You know, I could write a whole blog post about this—and I might—but I think we need to start addressing the very likely possibility that the entire thesis that “UI should get out of the way” and “apps should focus on content” is wrong.
Apps aren’t just for looking at photos or videos. They’re for navigating through these things, organizing them, editing them. The tools to do those things should not get out of the way. They should be clearly defined and separate from the content.
The problem is not the introduction of glass as an element of the visual design language. If used as the Dock background alone, it would be totally fine! But because someone said “UI should get out of the way” and no one challenged it—instead of content literally being the focus, Apple has to intentionally put content out of focus (blurring) to make the glass elements visible. They have to put a gradient behind the glass so you can see it. That should’ve been the “oh, it doesn’t work” moment.
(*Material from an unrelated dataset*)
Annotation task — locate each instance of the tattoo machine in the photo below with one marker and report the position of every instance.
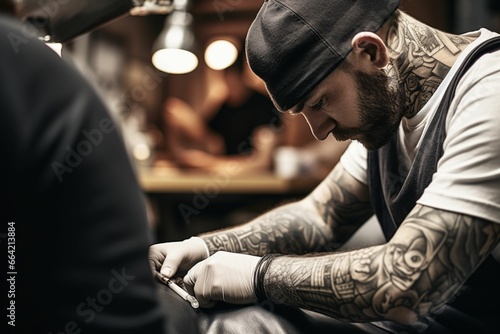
(180, 291)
But here we are with a new visual design language that somehow manages to compromise on both the content area and the UI.
I’m living on macOS Tahoe and I’m here to tell you that the apps that are a pleasure to use are the ones that haven’t adopted Liquid Glass (in essence... all the third-party apps.)
This should be a blog post. But I need to collect my thoughts and write it all better. So consider this a beta version. lol
I'm taking away a lesson from this: UI should be visually apparent such that it is easily found and recognized when needed. The user needs UI to interact with the content, so why shouldn't it have a distinct presence?
UI usually shouldn't be so flashy that it draws attention away from the content, but simultaneously it should not fade into the background and become illegible. Somehow Apple seems to be missing the mark on both of these points.
Using the AVP as a point of inspiration for the UI of their other OSs is a big mistake I think. It's more of a neat science project than a successful product.